近年、運動部活動指導者の負担軽減が重要視されるなかで、これまで指導者に対する「外部からのまなざし」に関するストレスはほとんど論じられてこなかった。特に、2010年代以降はSNSの普及によって、指導者は不特定多数からの批判や誹謗中傷に晒される状況もあることから、そうした現代的なストレスとなり得る「外部からのまなざし」の詳細を明らかにすることは重要な視点と考えられる。
そこで、本研究ではTwitterにみられる高校野球指導者の語られ方を明らかにすることを目的に分析を行った。分析は、高校野球指導者に言及したTwitterの4,466投稿を対象に、感情分析やトピックモデルを用いた分析、その他の多変量解析の手法を用いて実施された。
分析の結果、高校野球指導者は、甲子園大会における勝利という成功を期待・称賛される一方、体罰をはじめとする非倫理的行為や、試合における投手の采配が批判されていた。また、高校野球指導者は、〈資質〉、〈采配〉、〈プロアマ〉、〈名将〉、〈ハラスメント〉、〈研鑽〉の6つの主要なトピックから語られていた。
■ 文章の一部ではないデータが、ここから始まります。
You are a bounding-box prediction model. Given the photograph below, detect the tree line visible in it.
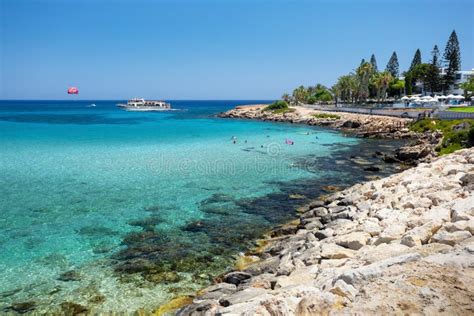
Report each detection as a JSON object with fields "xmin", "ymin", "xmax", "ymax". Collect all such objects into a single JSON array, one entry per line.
[{"xmin": 282, "ymin": 31, "xmax": 461, "ymax": 104}]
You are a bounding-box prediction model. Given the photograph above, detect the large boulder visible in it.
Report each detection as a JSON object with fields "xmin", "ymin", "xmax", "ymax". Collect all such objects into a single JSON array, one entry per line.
[
  {"xmin": 335, "ymin": 232, "xmax": 371, "ymax": 250},
  {"xmin": 321, "ymin": 244, "xmax": 354, "ymax": 259},
  {"xmin": 395, "ymin": 144, "xmax": 432, "ymax": 162}
]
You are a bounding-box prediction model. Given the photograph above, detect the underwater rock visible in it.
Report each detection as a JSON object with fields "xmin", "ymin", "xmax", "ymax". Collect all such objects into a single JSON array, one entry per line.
[
  {"xmin": 115, "ymin": 259, "xmax": 156, "ymax": 273},
  {"xmin": 9, "ymin": 301, "xmax": 36, "ymax": 314},
  {"xmin": 145, "ymin": 205, "xmax": 161, "ymax": 213},
  {"xmin": 76, "ymin": 226, "xmax": 118, "ymax": 236},
  {"xmin": 89, "ymin": 294, "xmax": 106, "ymax": 304},
  {"xmin": 184, "ymin": 221, "xmax": 205, "ymax": 233},
  {"xmin": 201, "ymin": 193, "xmax": 234, "ymax": 205},
  {"xmin": 61, "ymin": 302, "xmax": 87, "ymax": 315},
  {"xmin": 145, "ymin": 271, "xmax": 181, "ymax": 283},
  {"xmin": 128, "ymin": 216, "xmax": 163, "ymax": 230},
  {"xmin": 58, "ymin": 270, "xmax": 81, "ymax": 282},
  {"xmin": 364, "ymin": 166, "xmax": 380, "ymax": 172},
  {"xmin": 122, "ymin": 231, "xmax": 160, "ymax": 245}
]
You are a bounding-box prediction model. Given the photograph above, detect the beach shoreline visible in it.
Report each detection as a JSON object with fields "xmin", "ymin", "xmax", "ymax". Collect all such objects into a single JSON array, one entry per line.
[
  {"xmin": 172, "ymin": 105, "xmax": 474, "ymax": 315},
  {"xmin": 178, "ymin": 149, "xmax": 474, "ymax": 315},
  {"xmin": 218, "ymin": 104, "xmax": 443, "ymax": 165}
]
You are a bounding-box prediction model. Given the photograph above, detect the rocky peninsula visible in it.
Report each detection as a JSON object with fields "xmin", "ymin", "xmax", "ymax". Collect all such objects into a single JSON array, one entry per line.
[
  {"xmin": 177, "ymin": 148, "xmax": 474, "ymax": 315},
  {"xmin": 219, "ymin": 104, "xmax": 443, "ymax": 164}
]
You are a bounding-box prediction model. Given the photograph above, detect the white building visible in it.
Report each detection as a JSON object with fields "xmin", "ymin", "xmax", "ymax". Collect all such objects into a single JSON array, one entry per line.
[{"xmin": 440, "ymin": 68, "xmax": 474, "ymax": 95}]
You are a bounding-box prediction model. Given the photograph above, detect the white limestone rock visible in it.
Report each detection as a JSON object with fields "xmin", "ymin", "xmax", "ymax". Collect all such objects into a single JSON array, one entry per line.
[
  {"xmin": 430, "ymin": 228, "xmax": 472, "ymax": 246},
  {"xmin": 334, "ymin": 232, "xmax": 371, "ymax": 250},
  {"xmin": 321, "ymin": 244, "xmax": 354, "ymax": 259}
]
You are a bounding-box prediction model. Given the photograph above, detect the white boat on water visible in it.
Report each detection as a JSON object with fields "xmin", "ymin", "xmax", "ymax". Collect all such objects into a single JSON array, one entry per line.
[{"xmin": 117, "ymin": 98, "xmax": 171, "ymax": 111}]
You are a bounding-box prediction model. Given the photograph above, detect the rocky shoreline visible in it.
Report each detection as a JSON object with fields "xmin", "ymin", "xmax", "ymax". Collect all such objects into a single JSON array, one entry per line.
[
  {"xmin": 218, "ymin": 104, "xmax": 443, "ymax": 165},
  {"xmin": 177, "ymin": 148, "xmax": 474, "ymax": 315}
]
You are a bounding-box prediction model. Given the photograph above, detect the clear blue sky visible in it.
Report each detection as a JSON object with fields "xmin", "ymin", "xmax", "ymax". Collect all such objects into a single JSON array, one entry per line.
[{"xmin": 0, "ymin": 0, "xmax": 474, "ymax": 99}]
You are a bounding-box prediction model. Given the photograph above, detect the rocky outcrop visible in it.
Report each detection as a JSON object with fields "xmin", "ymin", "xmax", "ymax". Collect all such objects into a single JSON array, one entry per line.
[
  {"xmin": 178, "ymin": 149, "xmax": 474, "ymax": 315},
  {"xmin": 219, "ymin": 105, "xmax": 416, "ymax": 139},
  {"xmin": 219, "ymin": 105, "xmax": 443, "ymax": 165}
]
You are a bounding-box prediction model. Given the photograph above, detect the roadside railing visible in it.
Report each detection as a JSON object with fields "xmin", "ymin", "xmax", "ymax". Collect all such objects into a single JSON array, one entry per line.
[{"xmin": 304, "ymin": 104, "xmax": 474, "ymax": 120}]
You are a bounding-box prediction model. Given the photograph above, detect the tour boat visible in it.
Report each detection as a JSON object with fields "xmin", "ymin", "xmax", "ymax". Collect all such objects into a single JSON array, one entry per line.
[{"xmin": 117, "ymin": 98, "xmax": 171, "ymax": 111}]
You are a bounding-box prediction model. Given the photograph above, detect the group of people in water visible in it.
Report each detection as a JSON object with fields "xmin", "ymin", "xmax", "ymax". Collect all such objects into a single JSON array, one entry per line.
[{"xmin": 230, "ymin": 136, "xmax": 294, "ymax": 148}]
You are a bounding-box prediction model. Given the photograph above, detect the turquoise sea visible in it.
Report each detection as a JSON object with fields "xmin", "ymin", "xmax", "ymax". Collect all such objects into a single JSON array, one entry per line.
[{"xmin": 0, "ymin": 100, "xmax": 404, "ymax": 312}]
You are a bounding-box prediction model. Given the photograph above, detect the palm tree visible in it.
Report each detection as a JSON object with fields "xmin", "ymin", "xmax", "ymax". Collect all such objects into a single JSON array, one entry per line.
[
  {"xmin": 293, "ymin": 86, "xmax": 308, "ymax": 105},
  {"xmin": 356, "ymin": 62, "xmax": 373, "ymax": 101},
  {"xmin": 373, "ymin": 71, "xmax": 393, "ymax": 102},
  {"xmin": 336, "ymin": 74, "xmax": 357, "ymax": 102},
  {"xmin": 281, "ymin": 93, "xmax": 291, "ymax": 103}
]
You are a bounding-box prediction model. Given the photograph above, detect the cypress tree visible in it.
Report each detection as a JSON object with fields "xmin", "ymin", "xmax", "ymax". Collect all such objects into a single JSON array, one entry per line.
[
  {"xmin": 385, "ymin": 52, "xmax": 399, "ymax": 78},
  {"xmin": 443, "ymin": 31, "xmax": 461, "ymax": 89},
  {"xmin": 429, "ymin": 45, "xmax": 443, "ymax": 92},
  {"xmin": 408, "ymin": 48, "xmax": 421, "ymax": 71},
  {"xmin": 370, "ymin": 54, "xmax": 379, "ymax": 72},
  {"xmin": 431, "ymin": 45, "xmax": 441, "ymax": 68}
]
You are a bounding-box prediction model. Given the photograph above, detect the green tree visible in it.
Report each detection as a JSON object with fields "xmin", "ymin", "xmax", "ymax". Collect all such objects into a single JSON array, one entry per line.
[
  {"xmin": 370, "ymin": 54, "xmax": 379, "ymax": 72},
  {"xmin": 336, "ymin": 74, "xmax": 357, "ymax": 102},
  {"xmin": 408, "ymin": 49, "xmax": 421, "ymax": 71},
  {"xmin": 281, "ymin": 93, "xmax": 291, "ymax": 103},
  {"xmin": 389, "ymin": 78, "xmax": 405, "ymax": 96},
  {"xmin": 405, "ymin": 72, "xmax": 414, "ymax": 95},
  {"xmin": 356, "ymin": 62, "xmax": 373, "ymax": 102},
  {"xmin": 374, "ymin": 71, "xmax": 393, "ymax": 102},
  {"xmin": 431, "ymin": 45, "xmax": 441, "ymax": 68},
  {"xmin": 459, "ymin": 78, "xmax": 474, "ymax": 96},
  {"xmin": 411, "ymin": 64, "xmax": 439, "ymax": 94},
  {"xmin": 293, "ymin": 86, "xmax": 309, "ymax": 105},
  {"xmin": 443, "ymin": 31, "xmax": 461, "ymax": 91},
  {"xmin": 385, "ymin": 52, "xmax": 399, "ymax": 78}
]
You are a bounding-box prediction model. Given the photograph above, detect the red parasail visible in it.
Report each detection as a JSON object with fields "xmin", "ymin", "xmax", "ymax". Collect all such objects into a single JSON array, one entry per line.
[{"xmin": 67, "ymin": 87, "xmax": 79, "ymax": 94}]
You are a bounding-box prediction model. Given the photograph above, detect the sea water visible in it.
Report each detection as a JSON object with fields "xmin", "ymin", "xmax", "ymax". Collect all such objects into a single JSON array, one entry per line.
[{"xmin": 0, "ymin": 100, "xmax": 404, "ymax": 312}]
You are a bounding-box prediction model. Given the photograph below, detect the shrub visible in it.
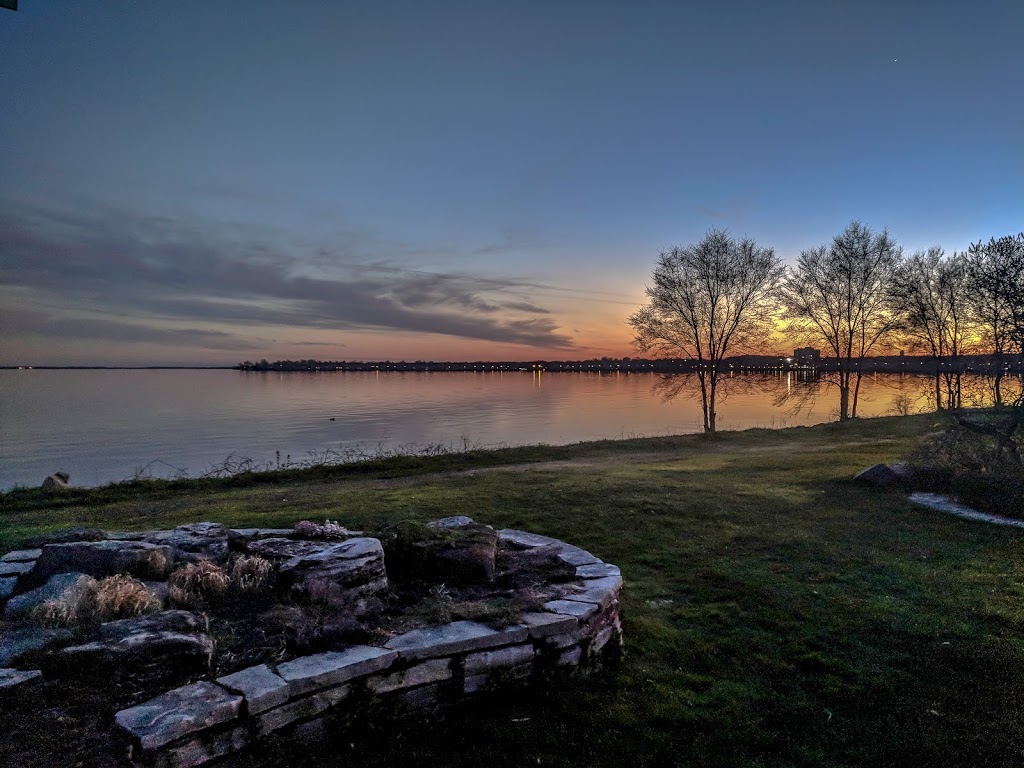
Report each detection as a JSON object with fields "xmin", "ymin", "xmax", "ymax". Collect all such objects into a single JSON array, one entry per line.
[
  {"xmin": 168, "ymin": 560, "xmax": 230, "ymax": 607},
  {"xmin": 907, "ymin": 411, "xmax": 1024, "ymax": 517},
  {"xmin": 32, "ymin": 575, "xmax": 96, "ymax": 627},
  {"xmin": 132, "ymin": 549, "xmax": 167, "ymax": 579},
  {"xmin": 94, "ymin": 574, "xmax": 161, "ymax": 622},
  {"xmin": 292, "ymin": 520, "xmax": 351, "ymax": 541},
  {"xmin": 32, "ymin": 573, "xmax": 161, "ymax": 627}
]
さらに、〈采配〉や〈ハラスメント〉にはネガティブな投稿が多いことや、〈資質〉や〈采配〉は選手権大会期間中に投稿が集中していることなどが明らかになった。
本研究の結果から、外部の人々は高校野球指導者が行う「教育」の監視者でありながら、特定の指導者に対しては、「甲子園中心主義」的な考え方から、「競技」的な側面に関わる指導を強烈に期待していることが窺えた。「見る側の論理」を持つ外部の人々にとっては、高校野球の「物語」を味わうことが重要であり、指導者に対しては、甲子園大会に関わる「競技」的な成功(勝利)へ向けた努力と責任を果たすことを求めているのである。そして、このような外部からの「監視」と「期待」のまなざしは、従来に増して複雑かつ多層的に絡み合っており、指導者にストレスを認識させている可能性がある。